Democrat Patrick Murphy says he expects to decide in early June whether to run for governor with a Republican running mate. (Allen Eyestone / The Palm Beach Post)

Former Democratic U.S. Rep. Patrick Murphy of Jupiter says he expects to decide in early June whether to launch a campaign for governor with former Republican U.S. Rep. David Jolly as his running mate.

The deadline for candidates to qualify for the ballot is June 22. Four Democrats are running, but polls show a wide open race and Murphy and Palm Beach billionaire Jeff Greene have not ruled out making late entrances.

Murphy has been contacting potential donors and got an opinion from an attorney that nothing in Florida law prohibits a gubernatorial candidate from selecting a lieutenant governor candidate from a different party.
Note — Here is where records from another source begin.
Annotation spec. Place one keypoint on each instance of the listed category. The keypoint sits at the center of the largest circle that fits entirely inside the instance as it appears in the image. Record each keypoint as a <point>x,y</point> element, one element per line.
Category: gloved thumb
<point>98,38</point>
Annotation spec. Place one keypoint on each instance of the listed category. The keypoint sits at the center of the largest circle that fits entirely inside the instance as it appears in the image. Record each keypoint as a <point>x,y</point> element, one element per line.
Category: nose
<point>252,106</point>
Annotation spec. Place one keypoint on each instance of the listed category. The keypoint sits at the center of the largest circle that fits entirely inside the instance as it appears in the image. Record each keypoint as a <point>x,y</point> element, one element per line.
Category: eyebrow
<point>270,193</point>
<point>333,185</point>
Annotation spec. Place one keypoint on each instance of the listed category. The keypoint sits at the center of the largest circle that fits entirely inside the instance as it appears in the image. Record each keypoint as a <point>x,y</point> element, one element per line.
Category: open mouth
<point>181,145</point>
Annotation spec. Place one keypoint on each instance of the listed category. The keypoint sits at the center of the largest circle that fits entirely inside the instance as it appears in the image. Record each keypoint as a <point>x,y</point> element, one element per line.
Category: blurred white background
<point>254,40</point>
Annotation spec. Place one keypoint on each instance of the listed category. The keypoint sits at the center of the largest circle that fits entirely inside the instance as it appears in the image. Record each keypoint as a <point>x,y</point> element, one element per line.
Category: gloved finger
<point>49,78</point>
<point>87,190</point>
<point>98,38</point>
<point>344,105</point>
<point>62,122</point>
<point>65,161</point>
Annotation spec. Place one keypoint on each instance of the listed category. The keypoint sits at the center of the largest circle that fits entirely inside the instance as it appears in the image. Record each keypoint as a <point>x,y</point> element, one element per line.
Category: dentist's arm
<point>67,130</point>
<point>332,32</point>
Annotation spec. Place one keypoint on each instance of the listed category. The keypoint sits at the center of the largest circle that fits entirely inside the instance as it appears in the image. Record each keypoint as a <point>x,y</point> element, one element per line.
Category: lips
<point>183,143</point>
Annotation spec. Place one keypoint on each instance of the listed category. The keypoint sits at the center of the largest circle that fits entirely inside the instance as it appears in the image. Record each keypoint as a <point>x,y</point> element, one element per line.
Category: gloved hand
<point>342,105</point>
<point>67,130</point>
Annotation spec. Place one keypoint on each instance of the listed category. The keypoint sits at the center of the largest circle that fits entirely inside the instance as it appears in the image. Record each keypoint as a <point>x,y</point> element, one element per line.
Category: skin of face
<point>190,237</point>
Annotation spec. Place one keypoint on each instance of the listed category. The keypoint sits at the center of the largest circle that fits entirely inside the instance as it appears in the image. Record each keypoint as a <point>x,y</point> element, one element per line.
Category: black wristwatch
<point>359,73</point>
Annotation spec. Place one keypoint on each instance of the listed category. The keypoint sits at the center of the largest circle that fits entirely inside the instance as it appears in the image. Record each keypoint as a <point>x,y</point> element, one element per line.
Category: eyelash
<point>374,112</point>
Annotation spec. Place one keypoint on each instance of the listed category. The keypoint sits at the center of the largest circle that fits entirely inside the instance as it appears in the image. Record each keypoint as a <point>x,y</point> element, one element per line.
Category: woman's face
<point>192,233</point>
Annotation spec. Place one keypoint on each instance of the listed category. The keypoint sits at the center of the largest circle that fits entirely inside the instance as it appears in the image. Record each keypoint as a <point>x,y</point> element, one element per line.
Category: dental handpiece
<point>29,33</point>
“Honestly I believe people are more interested in getting their problems solved than the politics of political parties,” Murphy told The Palm Beach Post today.

Democratic candidates for governor, alphabetically from left: Andrew Gillum, Gwen Graham, Chris King, Philip Levine.

Murphy last month gave his OK to a poll testing his name against the four Democrats already running in the Aug. 28 party primary: Tallahassee Mayor Andrew Gillum, former U.S. Rep. Gwen Graham, Winter Park businessman Chris King and former Miami Beach Mayor Philip Levine.

The poll also tested how Murphy would fare if he announced Jolly as his running mate. Jolly, a prominent critic of President Donald Trump, has been touring college campuses with Murphy to decry partisanship and governmental gridlock.

With Jolly as his running mate and Murphy described to respondents as “a different kind of Governor who would work together with reasonable Republicans in Tallahassee to set aside Florida’s old, partisan politics and get things done,” the poll found Murphy leading the Democratic field with 21 percent to 17 percent for Levine.

After the idea of a Murphy-Jolly ticket was floated, some Democrats questioned whether it’s legal for candidates from different parties to run together.

“There is no prohibition under the laws of the State of Florida on a candidate for the office of Governor from one political party selecting a candidate for Lieutenant Governor from another political party to run with them,” says a legal memo prepared for Murphy by Fort Lauderdale attorney Jason Blank.